RLS boundaries

RLS filters rows for a given SQL statement. It does not replace network controls, gateway verification, or correct GRANT configuration.

What you will learn

  • GRANT vs policy order of operations
  • Failure modes: empty results vs errors
  • When Flux’s baseline v2 model does not enable RLS by default

The idea

Postgres evaluates privileges before RLS filters. If the role cannot SELECT the table, you see 42501, not “zero rows”.

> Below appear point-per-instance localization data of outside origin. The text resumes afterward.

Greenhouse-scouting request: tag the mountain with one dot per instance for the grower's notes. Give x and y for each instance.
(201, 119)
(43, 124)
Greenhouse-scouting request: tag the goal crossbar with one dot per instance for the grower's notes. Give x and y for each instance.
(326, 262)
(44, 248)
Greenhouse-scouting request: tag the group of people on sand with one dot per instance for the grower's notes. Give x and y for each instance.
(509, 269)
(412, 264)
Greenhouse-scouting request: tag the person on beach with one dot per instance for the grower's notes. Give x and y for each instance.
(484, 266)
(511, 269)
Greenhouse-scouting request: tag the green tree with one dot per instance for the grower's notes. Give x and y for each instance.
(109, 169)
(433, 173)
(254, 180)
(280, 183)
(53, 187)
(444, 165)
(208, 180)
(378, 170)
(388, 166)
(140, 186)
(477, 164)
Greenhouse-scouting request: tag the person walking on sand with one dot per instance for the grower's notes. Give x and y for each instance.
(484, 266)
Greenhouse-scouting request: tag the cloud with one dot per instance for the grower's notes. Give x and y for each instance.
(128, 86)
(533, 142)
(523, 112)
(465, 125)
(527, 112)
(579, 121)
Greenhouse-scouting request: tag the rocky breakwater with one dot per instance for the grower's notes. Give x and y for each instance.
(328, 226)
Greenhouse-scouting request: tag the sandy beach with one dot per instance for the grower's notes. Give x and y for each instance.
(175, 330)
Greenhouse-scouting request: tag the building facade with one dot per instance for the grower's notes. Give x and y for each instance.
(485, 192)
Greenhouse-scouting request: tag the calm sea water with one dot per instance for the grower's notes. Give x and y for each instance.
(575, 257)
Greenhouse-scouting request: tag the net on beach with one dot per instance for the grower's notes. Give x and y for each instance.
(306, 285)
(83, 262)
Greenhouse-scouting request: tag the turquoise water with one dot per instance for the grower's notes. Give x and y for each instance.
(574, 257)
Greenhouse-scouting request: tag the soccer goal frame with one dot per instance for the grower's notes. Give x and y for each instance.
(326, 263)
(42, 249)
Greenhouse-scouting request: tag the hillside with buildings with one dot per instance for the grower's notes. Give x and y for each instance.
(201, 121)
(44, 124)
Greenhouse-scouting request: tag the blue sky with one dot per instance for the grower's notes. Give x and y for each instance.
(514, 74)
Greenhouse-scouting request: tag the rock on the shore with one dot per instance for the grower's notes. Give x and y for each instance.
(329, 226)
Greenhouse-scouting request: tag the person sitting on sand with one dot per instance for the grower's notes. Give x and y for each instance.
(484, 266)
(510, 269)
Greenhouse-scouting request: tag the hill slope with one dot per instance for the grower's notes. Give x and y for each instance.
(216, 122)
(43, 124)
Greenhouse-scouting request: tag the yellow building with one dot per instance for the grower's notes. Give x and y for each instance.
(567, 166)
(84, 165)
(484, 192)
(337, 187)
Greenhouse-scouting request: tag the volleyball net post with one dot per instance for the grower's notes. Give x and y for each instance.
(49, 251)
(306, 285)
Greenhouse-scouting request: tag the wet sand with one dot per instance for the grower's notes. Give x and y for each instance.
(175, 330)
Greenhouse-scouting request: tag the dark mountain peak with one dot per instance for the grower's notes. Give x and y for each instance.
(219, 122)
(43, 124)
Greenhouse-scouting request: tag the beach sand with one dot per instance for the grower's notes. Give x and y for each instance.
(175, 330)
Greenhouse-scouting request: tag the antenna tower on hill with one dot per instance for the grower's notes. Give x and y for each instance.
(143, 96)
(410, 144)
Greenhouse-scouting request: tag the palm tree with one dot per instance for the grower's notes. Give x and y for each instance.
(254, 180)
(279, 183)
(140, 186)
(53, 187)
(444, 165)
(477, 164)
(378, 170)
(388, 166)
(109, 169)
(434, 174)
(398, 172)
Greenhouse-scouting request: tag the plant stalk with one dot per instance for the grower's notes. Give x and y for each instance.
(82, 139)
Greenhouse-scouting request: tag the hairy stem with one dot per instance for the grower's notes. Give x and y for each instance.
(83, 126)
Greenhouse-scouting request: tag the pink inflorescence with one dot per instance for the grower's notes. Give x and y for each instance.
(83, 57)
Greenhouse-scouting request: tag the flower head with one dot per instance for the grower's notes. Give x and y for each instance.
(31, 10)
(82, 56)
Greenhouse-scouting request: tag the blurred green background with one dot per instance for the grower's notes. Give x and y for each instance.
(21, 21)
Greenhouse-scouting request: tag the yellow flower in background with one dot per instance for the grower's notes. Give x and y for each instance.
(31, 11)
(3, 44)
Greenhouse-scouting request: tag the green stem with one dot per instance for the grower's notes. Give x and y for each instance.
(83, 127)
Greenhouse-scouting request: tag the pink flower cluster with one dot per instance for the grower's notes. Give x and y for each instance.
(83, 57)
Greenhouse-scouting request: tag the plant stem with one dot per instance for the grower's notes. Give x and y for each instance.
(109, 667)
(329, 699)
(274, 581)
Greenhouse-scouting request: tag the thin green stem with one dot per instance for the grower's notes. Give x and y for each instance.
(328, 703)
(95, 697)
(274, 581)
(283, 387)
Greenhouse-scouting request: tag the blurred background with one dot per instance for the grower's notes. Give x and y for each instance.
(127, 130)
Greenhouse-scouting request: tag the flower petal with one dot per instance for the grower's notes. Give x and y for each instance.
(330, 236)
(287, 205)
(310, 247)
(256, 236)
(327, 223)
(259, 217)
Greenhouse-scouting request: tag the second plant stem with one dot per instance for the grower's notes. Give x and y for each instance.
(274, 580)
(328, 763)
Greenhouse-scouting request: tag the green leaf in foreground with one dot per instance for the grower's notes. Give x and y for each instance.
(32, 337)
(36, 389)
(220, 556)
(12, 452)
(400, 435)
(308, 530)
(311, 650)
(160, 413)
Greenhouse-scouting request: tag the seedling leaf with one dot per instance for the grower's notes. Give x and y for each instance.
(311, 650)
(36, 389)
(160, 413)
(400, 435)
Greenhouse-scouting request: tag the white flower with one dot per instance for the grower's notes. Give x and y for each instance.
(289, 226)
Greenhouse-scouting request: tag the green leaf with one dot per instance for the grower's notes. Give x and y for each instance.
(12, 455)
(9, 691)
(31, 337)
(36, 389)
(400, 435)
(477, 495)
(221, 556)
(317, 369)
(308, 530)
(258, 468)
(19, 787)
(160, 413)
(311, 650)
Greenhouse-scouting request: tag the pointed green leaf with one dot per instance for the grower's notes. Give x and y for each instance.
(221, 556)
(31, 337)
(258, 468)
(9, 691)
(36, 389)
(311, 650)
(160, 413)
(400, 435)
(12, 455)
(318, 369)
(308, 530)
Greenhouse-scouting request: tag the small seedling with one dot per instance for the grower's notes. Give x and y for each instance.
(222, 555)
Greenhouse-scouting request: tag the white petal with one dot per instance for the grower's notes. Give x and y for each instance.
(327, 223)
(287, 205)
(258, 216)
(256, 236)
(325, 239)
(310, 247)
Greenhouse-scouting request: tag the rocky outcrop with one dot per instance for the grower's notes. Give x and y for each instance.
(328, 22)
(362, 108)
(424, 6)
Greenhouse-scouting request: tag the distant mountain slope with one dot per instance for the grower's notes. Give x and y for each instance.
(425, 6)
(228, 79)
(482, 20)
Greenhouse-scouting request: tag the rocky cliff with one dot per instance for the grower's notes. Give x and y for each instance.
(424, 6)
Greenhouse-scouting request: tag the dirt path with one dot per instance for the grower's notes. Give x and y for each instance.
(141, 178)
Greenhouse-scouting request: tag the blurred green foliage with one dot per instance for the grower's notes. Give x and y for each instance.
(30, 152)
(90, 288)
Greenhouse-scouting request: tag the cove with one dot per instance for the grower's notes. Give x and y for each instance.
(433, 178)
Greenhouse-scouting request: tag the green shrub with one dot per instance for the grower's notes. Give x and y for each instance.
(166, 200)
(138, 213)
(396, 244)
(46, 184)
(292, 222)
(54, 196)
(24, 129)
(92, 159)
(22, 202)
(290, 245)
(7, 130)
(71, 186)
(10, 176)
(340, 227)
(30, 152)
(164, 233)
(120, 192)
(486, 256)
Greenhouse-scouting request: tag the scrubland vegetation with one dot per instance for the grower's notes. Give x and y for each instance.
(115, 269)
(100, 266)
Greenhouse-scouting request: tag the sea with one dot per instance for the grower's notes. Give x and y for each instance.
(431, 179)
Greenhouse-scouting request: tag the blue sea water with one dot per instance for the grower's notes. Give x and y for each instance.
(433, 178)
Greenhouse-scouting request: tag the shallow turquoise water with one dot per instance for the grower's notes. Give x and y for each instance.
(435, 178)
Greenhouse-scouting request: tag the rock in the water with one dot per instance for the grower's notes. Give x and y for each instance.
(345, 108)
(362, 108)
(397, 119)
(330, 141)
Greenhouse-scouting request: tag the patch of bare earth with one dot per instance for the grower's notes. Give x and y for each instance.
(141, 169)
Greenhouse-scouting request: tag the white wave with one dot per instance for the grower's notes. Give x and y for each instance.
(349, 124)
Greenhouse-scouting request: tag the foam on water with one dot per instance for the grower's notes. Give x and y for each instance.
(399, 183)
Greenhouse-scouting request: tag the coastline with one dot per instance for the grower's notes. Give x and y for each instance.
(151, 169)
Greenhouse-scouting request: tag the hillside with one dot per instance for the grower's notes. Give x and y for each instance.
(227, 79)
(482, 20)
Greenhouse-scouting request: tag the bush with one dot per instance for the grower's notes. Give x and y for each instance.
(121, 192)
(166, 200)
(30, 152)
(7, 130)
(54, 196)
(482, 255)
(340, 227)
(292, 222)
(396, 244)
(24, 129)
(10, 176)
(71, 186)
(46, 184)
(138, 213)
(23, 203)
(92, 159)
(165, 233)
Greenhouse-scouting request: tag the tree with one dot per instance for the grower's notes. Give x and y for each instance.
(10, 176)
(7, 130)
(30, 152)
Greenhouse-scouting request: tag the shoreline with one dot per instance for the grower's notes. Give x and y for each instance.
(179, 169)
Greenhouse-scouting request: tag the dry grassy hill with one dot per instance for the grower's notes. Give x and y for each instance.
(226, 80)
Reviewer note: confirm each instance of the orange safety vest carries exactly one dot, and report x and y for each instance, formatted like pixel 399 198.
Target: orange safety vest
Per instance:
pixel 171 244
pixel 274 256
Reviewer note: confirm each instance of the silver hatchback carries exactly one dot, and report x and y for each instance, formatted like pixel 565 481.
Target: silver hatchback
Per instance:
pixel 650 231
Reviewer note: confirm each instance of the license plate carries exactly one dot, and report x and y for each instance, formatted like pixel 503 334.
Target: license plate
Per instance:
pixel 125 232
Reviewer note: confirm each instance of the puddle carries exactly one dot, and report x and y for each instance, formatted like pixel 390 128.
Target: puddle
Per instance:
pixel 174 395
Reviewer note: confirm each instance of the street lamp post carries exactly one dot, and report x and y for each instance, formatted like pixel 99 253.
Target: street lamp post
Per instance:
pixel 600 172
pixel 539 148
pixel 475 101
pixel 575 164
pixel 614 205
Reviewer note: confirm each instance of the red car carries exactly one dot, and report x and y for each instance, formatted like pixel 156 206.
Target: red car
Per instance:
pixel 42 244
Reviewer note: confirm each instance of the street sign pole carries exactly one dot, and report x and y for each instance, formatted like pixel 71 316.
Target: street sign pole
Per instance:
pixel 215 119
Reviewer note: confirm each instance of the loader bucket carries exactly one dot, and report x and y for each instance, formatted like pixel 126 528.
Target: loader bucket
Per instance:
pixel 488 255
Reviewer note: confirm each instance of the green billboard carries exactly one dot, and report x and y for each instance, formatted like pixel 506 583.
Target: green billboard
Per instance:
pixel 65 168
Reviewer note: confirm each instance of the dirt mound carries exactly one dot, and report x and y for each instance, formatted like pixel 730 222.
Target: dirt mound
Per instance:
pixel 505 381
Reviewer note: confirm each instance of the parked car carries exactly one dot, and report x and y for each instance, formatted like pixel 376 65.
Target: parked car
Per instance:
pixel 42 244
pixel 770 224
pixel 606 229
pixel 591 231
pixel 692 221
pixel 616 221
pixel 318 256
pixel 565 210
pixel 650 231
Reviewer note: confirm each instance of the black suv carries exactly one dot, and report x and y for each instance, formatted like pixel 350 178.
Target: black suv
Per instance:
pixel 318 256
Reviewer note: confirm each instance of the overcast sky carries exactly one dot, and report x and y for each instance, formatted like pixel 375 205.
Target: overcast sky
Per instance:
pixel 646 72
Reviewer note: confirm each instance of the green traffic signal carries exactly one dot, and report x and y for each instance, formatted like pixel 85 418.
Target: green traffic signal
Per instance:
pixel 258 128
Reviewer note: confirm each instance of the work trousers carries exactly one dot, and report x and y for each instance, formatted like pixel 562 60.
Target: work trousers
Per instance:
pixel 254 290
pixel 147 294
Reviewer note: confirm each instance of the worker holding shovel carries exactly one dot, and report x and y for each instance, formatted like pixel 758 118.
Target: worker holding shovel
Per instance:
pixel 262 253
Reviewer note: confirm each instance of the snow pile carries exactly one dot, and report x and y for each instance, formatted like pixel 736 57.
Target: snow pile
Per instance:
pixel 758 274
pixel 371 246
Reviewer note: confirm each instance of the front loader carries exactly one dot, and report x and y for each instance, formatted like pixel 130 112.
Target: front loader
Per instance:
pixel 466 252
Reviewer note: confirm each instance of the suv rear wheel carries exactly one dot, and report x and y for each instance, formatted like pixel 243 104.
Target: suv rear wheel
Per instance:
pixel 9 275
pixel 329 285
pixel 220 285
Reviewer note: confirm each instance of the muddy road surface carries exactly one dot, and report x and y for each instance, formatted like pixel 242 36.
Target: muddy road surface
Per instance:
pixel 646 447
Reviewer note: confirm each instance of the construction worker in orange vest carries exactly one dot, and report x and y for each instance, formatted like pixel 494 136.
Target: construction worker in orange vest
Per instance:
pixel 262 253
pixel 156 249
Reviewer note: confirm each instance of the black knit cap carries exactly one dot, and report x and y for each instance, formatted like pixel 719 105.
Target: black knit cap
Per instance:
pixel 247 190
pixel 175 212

On v2, the architecture spec notes RLS is not required initially for the baseline threat model—schema + role separation carries much of the isolation story. Adding RLS is an application choice with performance and complexity tradeoffs.

How it works

Typical checklist:

  1. GRANT appropriate table/schema privileges to the JWT role.
  2. ENABLE ROW LEVEL SECURITY.
  3. Add policies that reference stable claims (sub, org id, …).
  4. Test with real tokens, not only superuser sessions.

Example

A policy that compares uuid to a text claim silently returns no rows—type discipline matters. The full diagnostic flow for "empty array instead of error" lives in Troubleshooting; the diagnostic for 42501 (when the role cannot reach the table at all, before RLS is even consulted) is at Troubleshooting → 42501.